International Angiology 2016 Apr 14

Thrombophilia testing results in patients with a first venous thromboembolic event - should the selection criteria for testing be revisited?

Jana HIRMEROVA 1, 2, Jitka SEIDLEROVA 1, 2, Ivan SUBRT 3, Jitka SLECHTOVA 4

1 2nd Department of Internal Medicine, Charles University Medical Faculty in Pilsen, Pilsen, Czech Republic; 2 Biomedical Centre, Charles University Medical Faculty in Pilsen, Pilsen, Czech Republic; 3 Institute of Medical Genetics, Charles University Medical Faculty in Pilsen, Pilsen, Czech Republic; 4 Institute of Clinical Biochemistry and Haematology, University Hospital, Pilsen, Czech Republic

BACKGROUND: After the first episode of venous thromboembolism (VTE), the guidelines recommend selective thrombophilia testing and suggest not to test the patients older than 40 years with a provoked event and all patients above 60.
METHODS: We compared thrombophilia workup results in 544 patients, meeting or not meeting the selection criteria. Homozygous factor V Leiden or prothrombin gene mutation, natural anticoagulant deficiencies, antiphospholipid syndrome or combination of ≥2 disorders were considered a strong thrombophilia.
RESULTS: Thrombophilia was detected in 28.5% and strong thrombophilia in 6.6% of patients.
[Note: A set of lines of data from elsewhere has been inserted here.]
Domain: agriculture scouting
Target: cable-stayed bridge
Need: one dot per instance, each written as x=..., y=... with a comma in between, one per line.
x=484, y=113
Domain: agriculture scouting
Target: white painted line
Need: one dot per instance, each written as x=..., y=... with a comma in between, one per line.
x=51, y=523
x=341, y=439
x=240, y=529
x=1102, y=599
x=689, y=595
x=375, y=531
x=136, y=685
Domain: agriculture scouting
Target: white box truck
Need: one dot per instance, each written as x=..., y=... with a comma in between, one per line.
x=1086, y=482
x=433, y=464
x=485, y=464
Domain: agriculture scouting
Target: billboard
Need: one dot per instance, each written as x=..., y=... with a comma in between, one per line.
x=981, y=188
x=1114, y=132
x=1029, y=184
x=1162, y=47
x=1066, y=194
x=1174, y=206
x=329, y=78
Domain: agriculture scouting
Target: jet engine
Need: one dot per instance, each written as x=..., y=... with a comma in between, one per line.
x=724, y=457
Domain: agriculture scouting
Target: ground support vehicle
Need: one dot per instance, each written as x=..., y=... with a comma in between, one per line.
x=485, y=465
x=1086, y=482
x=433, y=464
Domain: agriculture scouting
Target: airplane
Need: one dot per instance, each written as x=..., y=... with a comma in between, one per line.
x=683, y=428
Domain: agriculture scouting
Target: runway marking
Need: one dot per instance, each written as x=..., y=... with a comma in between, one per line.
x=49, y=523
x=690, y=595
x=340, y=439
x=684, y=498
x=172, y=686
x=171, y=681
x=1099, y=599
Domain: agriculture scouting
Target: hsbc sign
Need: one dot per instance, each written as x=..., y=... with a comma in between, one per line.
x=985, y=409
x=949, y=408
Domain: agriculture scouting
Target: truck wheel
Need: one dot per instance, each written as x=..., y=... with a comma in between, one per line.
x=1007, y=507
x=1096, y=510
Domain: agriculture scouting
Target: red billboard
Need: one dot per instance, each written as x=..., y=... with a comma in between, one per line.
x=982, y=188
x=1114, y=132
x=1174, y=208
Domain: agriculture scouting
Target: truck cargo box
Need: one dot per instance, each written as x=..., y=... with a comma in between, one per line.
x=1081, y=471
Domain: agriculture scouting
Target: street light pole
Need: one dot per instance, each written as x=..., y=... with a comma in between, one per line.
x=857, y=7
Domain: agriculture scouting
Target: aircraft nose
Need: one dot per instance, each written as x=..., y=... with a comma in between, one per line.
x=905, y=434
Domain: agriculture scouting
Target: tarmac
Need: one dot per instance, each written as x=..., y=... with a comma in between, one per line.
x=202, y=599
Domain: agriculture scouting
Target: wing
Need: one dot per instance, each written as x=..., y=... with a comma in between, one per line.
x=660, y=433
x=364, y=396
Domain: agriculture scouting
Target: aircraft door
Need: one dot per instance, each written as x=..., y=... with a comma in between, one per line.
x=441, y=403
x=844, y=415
In the subgroup aged 40-60 years, in men with unprovoked cases the prevalence of thrombophilia was 35.7% and that of strong thrombophilia 12.5%; in provoked cases it was 19.5% and 4.9%, respectively. In women aged 40-60 with unprovoked events, thrombophilia was found in 18.8%, in cases provoked solely by estrogens or pregnancy in 40.9%, and in those with another trigger in 9.1%. Comparing the patients above and under 60, thrombophilia was detected in 27.6% and 29.2%, respectively (P=0.67) and strong thrombophilia in 9.1% and 4.7%, respectively (P=0.041). Factors significantly associated with positive thrombophilia testing were family history of VTE (including superficial vein thrombosis) – OR 1.80; 95% CI 1.71-2.77 and proximal location of deep vein thrombosis – OR 1.94; 95% CI 1.25-3.02.
CONCLUSIONS: Of VTE patients not meeting selection criteria for testing, the prevalence of thrombophilia and even strong thrombophilia was high in those older than 60 years. Selection criteria for testing should be respected but in some cases an individual approach might be considered.